Resuscitation mask with oxygen inlet (if available)

Once proficient, add variations:

BVM with oxygen (victim is unconscious)

Add a second lifeguard to assist

Do the drill without verbal communication

Progression, transition from nasal cannula to non-rebreather mask (20-30 seconds)

Progression, transition from non-rebreather mask to BVM (20-30 seconds)

Oxygen tank change-out drill†: Begin with a two-person guard team providing supplemental oxygen to victim. Objective: Provide continued care during an oxygen tank exchange (the first tank is empty and traded out for a replacement). Timing goal: up to 60 seconds. Go through each oxygen adjunct:

Nasal cannula

Non-rebreather mask*

Resuscitation mask with oxygen inlet (if available)*

BVM**

*Mask must be removed from victim’s face when no oxygen is being administered.

**BVM requires two guards to use; this drill will require three guards to effectively provide care and change out the oxygen tank.

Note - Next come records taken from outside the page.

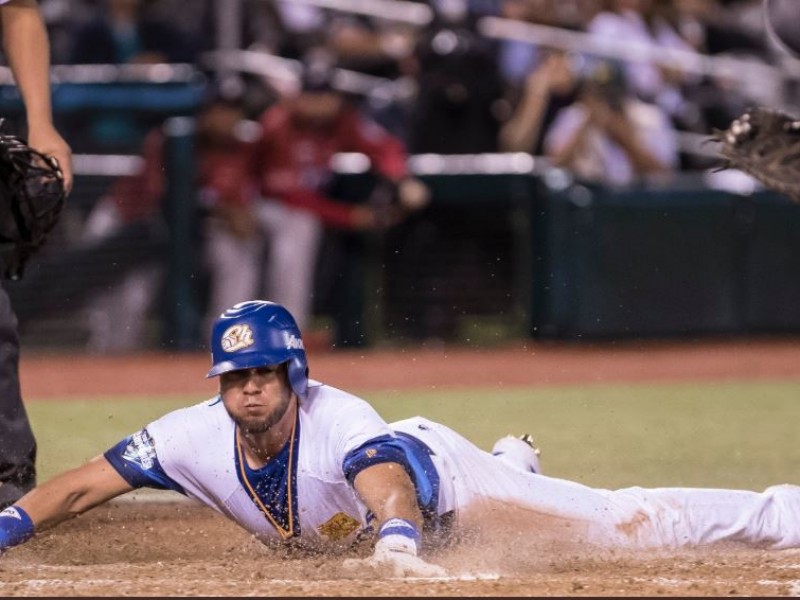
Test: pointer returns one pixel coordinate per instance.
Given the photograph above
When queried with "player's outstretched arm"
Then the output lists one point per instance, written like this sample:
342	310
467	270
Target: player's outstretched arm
63	497
388	492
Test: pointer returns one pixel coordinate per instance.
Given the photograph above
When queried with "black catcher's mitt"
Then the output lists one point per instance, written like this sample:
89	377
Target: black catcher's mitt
765	144
32	198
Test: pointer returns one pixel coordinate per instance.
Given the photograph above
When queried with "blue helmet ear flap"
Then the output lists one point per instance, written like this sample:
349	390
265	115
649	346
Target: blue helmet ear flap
298	376
259	334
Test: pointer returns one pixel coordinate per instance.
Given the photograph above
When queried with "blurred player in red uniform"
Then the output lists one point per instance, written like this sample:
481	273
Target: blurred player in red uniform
292	166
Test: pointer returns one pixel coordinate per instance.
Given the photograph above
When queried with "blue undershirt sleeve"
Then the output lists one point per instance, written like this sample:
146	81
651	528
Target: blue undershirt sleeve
135	459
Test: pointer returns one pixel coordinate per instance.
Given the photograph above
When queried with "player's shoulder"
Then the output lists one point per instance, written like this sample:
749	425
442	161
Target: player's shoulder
323	398
199	419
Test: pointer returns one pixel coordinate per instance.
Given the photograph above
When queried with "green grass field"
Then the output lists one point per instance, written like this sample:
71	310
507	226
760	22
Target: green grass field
732	434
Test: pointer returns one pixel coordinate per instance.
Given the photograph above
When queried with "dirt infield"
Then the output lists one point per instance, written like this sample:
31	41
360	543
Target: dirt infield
181	549
142	546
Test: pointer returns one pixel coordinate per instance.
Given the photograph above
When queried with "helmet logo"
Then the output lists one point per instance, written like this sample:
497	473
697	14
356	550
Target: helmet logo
294	343
236	338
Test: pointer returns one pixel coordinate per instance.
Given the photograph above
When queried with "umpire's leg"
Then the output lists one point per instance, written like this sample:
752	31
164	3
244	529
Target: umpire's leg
17	444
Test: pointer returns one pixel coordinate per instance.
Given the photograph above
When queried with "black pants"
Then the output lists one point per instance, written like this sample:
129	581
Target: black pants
17	444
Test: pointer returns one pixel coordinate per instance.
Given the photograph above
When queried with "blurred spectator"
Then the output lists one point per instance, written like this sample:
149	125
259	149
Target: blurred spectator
461	95
292	162
610	136
647	22
712	28
124	32
548	89
117	315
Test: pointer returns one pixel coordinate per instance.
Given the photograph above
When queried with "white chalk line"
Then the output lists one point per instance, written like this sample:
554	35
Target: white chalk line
51	583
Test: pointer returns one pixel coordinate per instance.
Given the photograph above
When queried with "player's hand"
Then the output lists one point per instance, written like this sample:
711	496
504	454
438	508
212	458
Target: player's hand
45	139
395	563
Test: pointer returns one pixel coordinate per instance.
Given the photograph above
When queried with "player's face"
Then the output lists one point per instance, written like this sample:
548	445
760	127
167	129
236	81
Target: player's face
256	399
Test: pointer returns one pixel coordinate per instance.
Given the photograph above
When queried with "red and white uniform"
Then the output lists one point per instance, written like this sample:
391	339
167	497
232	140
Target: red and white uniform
291	163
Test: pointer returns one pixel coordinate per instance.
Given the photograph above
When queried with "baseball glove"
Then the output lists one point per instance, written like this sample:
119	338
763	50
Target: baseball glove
765	144
32	197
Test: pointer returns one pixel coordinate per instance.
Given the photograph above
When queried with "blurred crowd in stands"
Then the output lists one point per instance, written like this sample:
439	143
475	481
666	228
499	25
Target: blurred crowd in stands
264	150
473	93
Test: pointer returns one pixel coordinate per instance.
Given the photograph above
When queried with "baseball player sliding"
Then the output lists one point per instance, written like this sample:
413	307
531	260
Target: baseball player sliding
291	459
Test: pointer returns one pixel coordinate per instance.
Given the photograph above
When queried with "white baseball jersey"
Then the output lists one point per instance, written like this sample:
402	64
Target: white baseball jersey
305	493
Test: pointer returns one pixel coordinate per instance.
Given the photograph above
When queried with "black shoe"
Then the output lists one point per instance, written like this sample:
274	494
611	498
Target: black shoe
9	494
528	439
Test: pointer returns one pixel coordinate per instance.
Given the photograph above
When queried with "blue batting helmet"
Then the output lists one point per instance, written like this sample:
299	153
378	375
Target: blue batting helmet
256	334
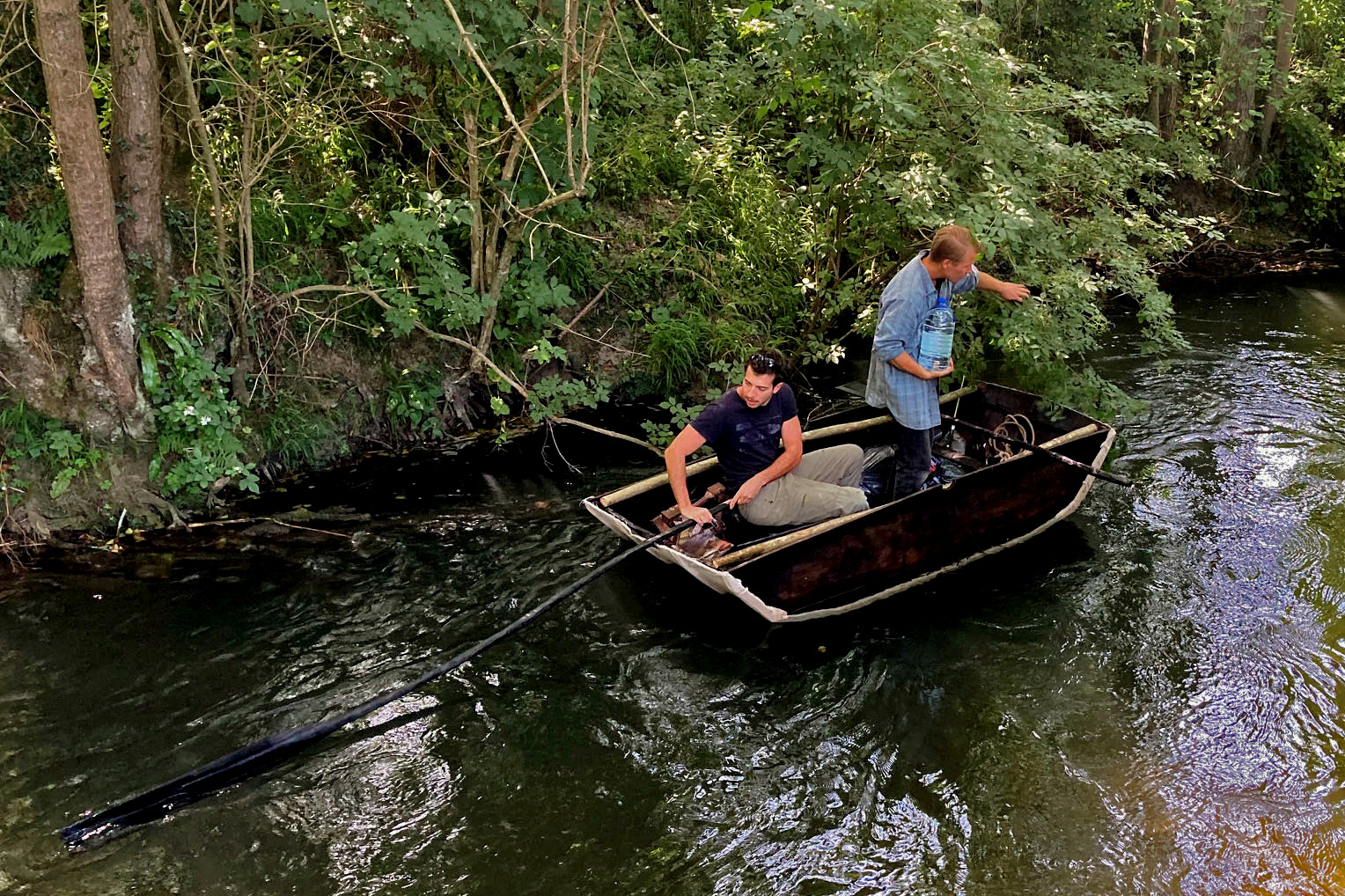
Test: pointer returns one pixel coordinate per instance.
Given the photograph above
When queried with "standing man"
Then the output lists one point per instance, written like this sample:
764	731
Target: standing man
769	488
896	381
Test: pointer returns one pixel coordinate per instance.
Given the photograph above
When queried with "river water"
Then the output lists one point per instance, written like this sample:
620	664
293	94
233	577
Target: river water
1145	700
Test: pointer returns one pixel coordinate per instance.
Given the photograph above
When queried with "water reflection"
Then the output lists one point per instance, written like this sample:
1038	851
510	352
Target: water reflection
1146	700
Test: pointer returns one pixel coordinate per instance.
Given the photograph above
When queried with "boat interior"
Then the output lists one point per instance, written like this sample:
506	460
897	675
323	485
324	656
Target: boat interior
959	451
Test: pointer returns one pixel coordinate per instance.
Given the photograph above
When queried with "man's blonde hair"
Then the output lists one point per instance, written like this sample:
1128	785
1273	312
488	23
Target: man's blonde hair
952	242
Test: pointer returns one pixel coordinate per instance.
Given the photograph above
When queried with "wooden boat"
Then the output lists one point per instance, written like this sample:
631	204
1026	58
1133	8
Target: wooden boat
848	562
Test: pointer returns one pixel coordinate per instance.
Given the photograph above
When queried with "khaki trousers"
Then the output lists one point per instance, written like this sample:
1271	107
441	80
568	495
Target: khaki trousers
825	485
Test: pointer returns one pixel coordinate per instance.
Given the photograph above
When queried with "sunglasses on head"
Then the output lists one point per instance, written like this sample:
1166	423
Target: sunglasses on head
763	361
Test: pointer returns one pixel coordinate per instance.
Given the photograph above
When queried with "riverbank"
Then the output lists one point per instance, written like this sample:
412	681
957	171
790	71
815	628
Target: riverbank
114	498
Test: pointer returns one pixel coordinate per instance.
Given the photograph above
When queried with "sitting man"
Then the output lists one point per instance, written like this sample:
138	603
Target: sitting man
769	488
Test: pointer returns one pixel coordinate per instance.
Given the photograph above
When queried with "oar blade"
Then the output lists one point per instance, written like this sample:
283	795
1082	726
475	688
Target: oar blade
194	786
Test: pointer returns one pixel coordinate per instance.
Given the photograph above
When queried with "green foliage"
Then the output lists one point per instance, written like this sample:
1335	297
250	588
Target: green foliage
661	435
408	261
199	425
413	402
42	236
63	452
555	396
298	435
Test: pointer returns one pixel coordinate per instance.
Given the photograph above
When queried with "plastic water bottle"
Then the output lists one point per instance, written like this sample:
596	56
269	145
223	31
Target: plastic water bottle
937	336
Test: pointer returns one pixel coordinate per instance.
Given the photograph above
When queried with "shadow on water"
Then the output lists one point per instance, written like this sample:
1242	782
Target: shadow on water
1146	699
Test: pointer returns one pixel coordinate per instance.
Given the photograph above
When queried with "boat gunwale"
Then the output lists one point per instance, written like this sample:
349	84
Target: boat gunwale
601	508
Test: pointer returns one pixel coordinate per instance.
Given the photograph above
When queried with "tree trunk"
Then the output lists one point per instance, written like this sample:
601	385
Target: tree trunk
136	140
1159	53
1239	62
1283	58
93	219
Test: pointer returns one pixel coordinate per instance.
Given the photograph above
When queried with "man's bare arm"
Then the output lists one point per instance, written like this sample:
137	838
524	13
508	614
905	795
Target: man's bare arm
674	458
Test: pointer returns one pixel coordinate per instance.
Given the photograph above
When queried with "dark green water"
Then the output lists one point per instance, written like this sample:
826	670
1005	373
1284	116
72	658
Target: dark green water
1145	700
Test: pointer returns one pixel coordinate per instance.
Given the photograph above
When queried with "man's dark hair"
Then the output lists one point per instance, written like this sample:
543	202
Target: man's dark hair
767	361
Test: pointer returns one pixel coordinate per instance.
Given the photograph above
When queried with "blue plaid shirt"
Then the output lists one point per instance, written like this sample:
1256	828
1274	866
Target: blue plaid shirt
906	302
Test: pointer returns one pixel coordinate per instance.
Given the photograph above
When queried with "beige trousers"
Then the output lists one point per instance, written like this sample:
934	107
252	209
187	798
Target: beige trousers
825	485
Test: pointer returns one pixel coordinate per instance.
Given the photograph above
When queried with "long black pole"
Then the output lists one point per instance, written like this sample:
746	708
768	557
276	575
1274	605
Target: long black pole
256	758
1048	452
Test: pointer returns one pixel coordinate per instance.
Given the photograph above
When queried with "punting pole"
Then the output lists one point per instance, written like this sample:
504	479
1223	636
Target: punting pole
250	760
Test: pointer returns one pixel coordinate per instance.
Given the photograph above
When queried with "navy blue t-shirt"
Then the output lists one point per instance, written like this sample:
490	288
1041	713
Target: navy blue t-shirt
746	439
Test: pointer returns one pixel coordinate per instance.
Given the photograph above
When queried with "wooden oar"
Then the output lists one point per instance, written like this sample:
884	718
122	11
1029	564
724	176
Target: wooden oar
1095	471
209	779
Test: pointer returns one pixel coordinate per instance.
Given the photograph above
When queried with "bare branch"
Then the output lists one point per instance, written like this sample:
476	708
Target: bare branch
489	78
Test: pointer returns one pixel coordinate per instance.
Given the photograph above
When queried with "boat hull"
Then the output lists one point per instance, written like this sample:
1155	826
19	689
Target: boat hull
853	562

Once proficient, incorporate variations:

Add another guard to assist (no time change)

Combine with airway management progression drill

Combine with supplemental oxygen proficiency drill

Victim’s condition declines into no breathing and no pulse; incorporate AED.

Staggered start of last guard

Staggered start of last guard bringing AED

Victim must be moved; scene is now unsafe.

† Must be certified in administering oxygen and follow safe handling practices designated by county and agency protocols.